The opening discussion was followed by a discussion between Truman Semans, founder and chief executive officer of Element Strategies and Matt Arnold, global head of Sustainable Finance at JPMorgan Chase regarding environmental, social and governance (“ESG”) investing, the UN Sustainable Development Goals (“SDGs”) and risk management.

Attracting private investment in projects related to the SDGs requires reducing risk for the providers of capital. Among the strategies to further risk reduction is better (more transparent and standardized) disclosure relating to ESG matters.  The speakers noted the ESG disclosure scores promulgated by Bloomberg.  Another risk-reduction strategy is the one put forward in the Blended Finance, Better World discussion paper released for discussion by the World Economic Forum in 2017.[1]  It proposes using multilateral development banks to provide public money which can attract investment of private capital into major infrastructure projects in the developing world to meet the SDGs. Estimates are that investment of approximately US$6 trillion is needed annually to meet the SDGs.

Later panels returned to the subject of assessing ESG factors as part of fundamental long-term risk management.  While in the early days of ESG investing, such a strategy was thought to reflect a willingness to eschew higher returns in exchange for desired impacts, it is becoming increasingly clear that investors ignore environmental, social and governance aspects of a company’s operations at their peril and incorporating ESG factors into an investment strategy likely leads to better long-term performance.  As Ron Temple, head of US Equities and co-head of Multi-Asset Investing at Lazard Asset Management, said, it is “simply irresponsible” not to look at ESG factors in evaluating risk.

Elizabeth Lewis of Terra Alpha Investments, Mark McDivitt of State Street Corporation and Kate Gordon of the Paulson Institute agreed, particularly when talking about climate change.
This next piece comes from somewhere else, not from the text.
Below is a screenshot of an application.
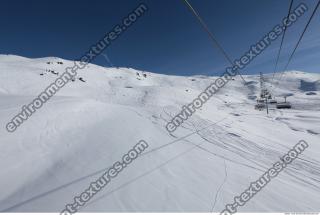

According to the 2017 Global Risks Report published by the World Economic Forum, extreme weather events and natural disasters are two of the top 5 global risks in terms of likelihood to occur and impact; water crises and failure of climate-change mitigation and adaptation are also in the top 5 global risks in terms of impact.[2]  The key to talking about business and climate change is to understand the pricing of climate change risk.

Fundamental risk and opportunity presented by ESG factors, especially those relating to climate destabilization, was hammered home again in a later presentation by Tiiram Sunderland of Bain & Co, who noted that climate change represents the biggest issue affecting business today.  He also noted that unless sustainability is embedded in the core of a business school’s curriculum, the school is failing its students. 

This last point was, of course, happily endorsed by The Sustainable Innovation MBA students.